What minimum SAT score are you imagining here? There aren't that many students in the country who score 1550+ (though you could argue that would change as admissions criteria changed of course). I'm confident that fewer than 100k students would score a 1550+ on the SAT and a 5 on three AP exams, for example—and this is assuming they know those to be the only admissions criteria for eligibility in the lottery. I made some estimates here: https://arjunpanickssery.substack.com/p/college-admissions-doesnt-need-to

In general, I don't understand the fascination with lottery systems, which prioritize a confused notion of fairness—unless the goal is merely to reduce the amount of effort and other resources students spend on the admissions contest, in which case you should make that explicit as the goal and try to quantify the costs and benefits that you're trading off.

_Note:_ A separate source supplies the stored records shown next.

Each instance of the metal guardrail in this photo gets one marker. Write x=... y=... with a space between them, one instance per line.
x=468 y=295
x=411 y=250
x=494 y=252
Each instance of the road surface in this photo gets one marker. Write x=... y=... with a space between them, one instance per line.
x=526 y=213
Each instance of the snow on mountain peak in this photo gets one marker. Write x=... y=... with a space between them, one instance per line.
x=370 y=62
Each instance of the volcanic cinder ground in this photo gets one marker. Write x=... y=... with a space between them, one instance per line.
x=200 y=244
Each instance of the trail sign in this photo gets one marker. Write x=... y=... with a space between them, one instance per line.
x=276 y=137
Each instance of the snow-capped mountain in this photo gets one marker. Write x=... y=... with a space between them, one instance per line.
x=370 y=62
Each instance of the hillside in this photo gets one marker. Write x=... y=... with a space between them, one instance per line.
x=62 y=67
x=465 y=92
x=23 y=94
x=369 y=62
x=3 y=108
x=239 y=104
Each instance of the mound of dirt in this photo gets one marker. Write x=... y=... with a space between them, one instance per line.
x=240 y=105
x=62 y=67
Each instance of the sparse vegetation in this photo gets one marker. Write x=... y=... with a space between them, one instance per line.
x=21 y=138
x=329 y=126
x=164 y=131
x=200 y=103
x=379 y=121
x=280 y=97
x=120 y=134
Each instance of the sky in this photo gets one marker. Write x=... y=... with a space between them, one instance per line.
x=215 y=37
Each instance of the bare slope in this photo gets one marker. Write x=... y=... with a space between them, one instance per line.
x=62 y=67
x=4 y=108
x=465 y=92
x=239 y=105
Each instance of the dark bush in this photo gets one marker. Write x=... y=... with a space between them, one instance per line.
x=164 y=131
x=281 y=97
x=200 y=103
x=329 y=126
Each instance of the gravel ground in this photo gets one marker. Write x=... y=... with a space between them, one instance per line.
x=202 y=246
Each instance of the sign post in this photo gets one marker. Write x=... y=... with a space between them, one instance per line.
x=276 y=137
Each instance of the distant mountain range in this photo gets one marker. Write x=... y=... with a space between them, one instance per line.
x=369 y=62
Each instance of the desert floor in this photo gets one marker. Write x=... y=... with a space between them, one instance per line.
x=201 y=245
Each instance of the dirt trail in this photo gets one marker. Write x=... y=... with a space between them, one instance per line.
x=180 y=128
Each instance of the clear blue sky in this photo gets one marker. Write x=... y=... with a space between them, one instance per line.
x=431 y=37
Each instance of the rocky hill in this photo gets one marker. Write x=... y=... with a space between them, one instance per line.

> Once that bar is met, selection by lottery acknowledges an uncomfortable, but honest truth: beyond readiness, differences among applicants are often too small, too subjective, or too context-dependent to rank meaningfully ... Faced with thousands of academically capable applicants, institutions insist on ranking the unrankable

Your implied argument is that it's literally impossible to distinguish the top e.g. 10k students (out of a graduating class of 4 million) from the top 100k students. But you don't defend this assumption at all.

John Michener's avatar

Are you going to allow departments to do their own admissions? Outside of the most selective institutions, some departments require far more capable students than the general student admission bar - and institutions want those most capable students. I did my degrees in Physics and Engineering. I did my BS at an open admissions state university, but the Physics for Physicists class started with ~ 200 students the freshman year - and was down to about 5 by the end of the sophomore year. The math department similarly filtered the math students who chose to major in math. Such filtering is probably still universal in the STEM areas.